Maranaos who were displaced during the 2017 Marawi siege and members of civil society groups staged a rally on May 23, 2022, to call on the government to speed up the release of compensation so they can rebuild their homes. (File photo by DIVINA M. SUSON / Inquirer Mindanao)

MANILA, Philippines — President Ferdinand Marcos Jr. should establish the Marawi Compensation Board immediately to ensure that the rehabilitation of the war-torn city would continue.

Lanao del Sur 1st District Rep. Zia Alonto Adiong presented the idea in a privilege speech during Monday’s session of the House of Representatives.

Creating the board, Adiong said, would be crucial, being a requirement before the Marawi Siege Compensation Act of 2022 (Republic Act No. 11696) could be implemented.

According to Adiong, the law states that board members are required to have “a strong understanding of the compensation as a result of rights recognition — both under Philippine law and international law.”

All of the nine members of the board should be appointed by the president.

“On this note, we respectfully appeal to the president to consider the immediate constitution of the Marawi Compensation Board, and the appointment of its nine members, in accordance with the qualifications laid out in the Marawi Compensation Act,” Adiong said.

He added explained that, since the start of the rehabilitation of Marawi, residents had been requesting for a reclassification of lands to their rightful owners or communities that had been in Marawi City for several generations.

“While we acknowledge the ongoing efforts of the Department of Agrarian Reform towards the distribution of lands in Camp Keithley to identified farmer-beneficiaries in the area, there is also a need to account for traditions and cultural sensibilities that are distinct to the people of Marawi City and their relationship to land,” Adiong said.

Over the years, there have been stories about Marawi residents who left their houses, having lost their rights to their land when the Islamic State sympathizers of the Maute Group laid siege to  the city in May 2017.

In July 2021, the Philippine Daily Inquirer ran a story about a group of Marawi residents who decried the government’s decision to allegedly “sequester” at least 16 hectares of land in four villages inside ground zero without their consent.

Lawyer Ibrahim Mimbalawag, a Marawi resident and one of the affected landowners, said in the report that several residents could not return to their villages as the National Housing Authority (NHA) and the city government had allocated the area for infrastructure projects to rehabilitate the country’s lone Islamic city.

Former President Rodrigo Duterte blamed this issue as the reason for the slow rehabilitation of Marawi. The city was cleaned up by military units by October 2017, but a lot of displaced residents have not returned to the city.

Adiong meanwhile appealed to President Marcos to consider the plight of the people in Marawi.
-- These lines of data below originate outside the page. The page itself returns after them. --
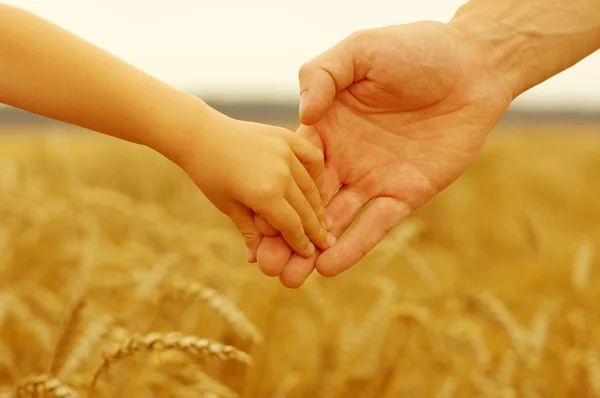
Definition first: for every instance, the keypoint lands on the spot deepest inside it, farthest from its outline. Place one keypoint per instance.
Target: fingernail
(329, 221)
(331, 240)
(324, 224)
(311, 249)
(300, 107)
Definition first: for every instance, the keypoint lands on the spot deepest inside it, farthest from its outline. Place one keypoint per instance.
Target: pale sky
(253, 49)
“Land is central to the rehabilitation and recovery of Marawi City, and Task Force Bangon Marawi in its latest report, particularly in the section regarding harmonization of land records, recognizes just as much. Marawi City’s total land area nearly covers 9,000 hectares – more than two-thirds of which has been classified as a military reservation since the Americans built their first camp in the area during the 1900s,” he said.

“Along with the legal implications, we humbly appeal to the president to consider the lived realities of the Meranao people as the executive branch pursues the continued reclassification and redistribution of lands in Marawi City,” he added.